Pope Francis unveils a commission of inquiry to examine the activities of the troubled Vatican bank in the wake of allegations of a new money-laundering scandal.
The appointment of the five-member panel, which includes four prelates and a female Harvard professor, is the boldest move yet by Pope Francis to get to grips with a bank that has embarrassed the church for decades.
The Institute for Works of Religion (IOR) as the bank is formally known, has long been tarnished by accusations that it has failed to meet international transparency standards intended to combat money laundering and tax evasion.

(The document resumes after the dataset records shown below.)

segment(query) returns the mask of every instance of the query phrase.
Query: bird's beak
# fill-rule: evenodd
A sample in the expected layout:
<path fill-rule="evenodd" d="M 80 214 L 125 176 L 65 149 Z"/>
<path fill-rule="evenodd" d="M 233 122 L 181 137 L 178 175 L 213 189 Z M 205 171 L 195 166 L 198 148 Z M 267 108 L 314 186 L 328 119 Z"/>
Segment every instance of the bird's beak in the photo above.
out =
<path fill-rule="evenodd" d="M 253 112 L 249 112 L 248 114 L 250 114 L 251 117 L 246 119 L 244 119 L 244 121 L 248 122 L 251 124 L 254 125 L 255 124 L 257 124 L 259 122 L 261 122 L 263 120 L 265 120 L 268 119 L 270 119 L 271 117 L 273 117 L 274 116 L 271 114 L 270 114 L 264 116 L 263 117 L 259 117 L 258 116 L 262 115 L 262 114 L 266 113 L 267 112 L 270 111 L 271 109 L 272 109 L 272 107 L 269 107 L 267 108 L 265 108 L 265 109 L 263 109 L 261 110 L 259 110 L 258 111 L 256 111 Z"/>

The Vatican said in a statement the commission would enable Francis “to know better the judicial position and the activities of the institute to allow an improved harmonization with the mission of the universal church”.
It said the commission, which is already at work, has full powers to obtain all documentation and data necessary, although the powers of existing regulators would not be affected.
US cardinals were among the most vocal in demanding reform of the Vatican and its bank in the run-up to the conclave that elected Francis pope in March.
Pope Francis has laid great emphasis on removing an image of privilege from church operations and IOR’s new president Ernst von Freyberg has begun a review of all its accounts and activities.
Italian magistrates are investigating the bank on suspicion of money laundering, a charge the bank denies.
On Wednesday, in a further embarrassment, prosecutors in the southern Italian city of Salerno placed a senior Vatican official under investigation for alleged money-laundering. Monsignor Nunzio Scarano has been temporariy suspended from his job in one of the Vatican’s key finance offices – the Administration for the Patrimony of the Apostolic See. He has denied any wrong-doing.
It is understood Pope Francis has been working on the commission’s creation for the last month.
He was due to attend a gala classical music concert on Saturday as guest of honour, but did not attend. A spokesman for the pontiff told the crowd of cardinals and Italian dignitaries that an “urgent commitment that cannot be postponed” would prevent Francis from attending.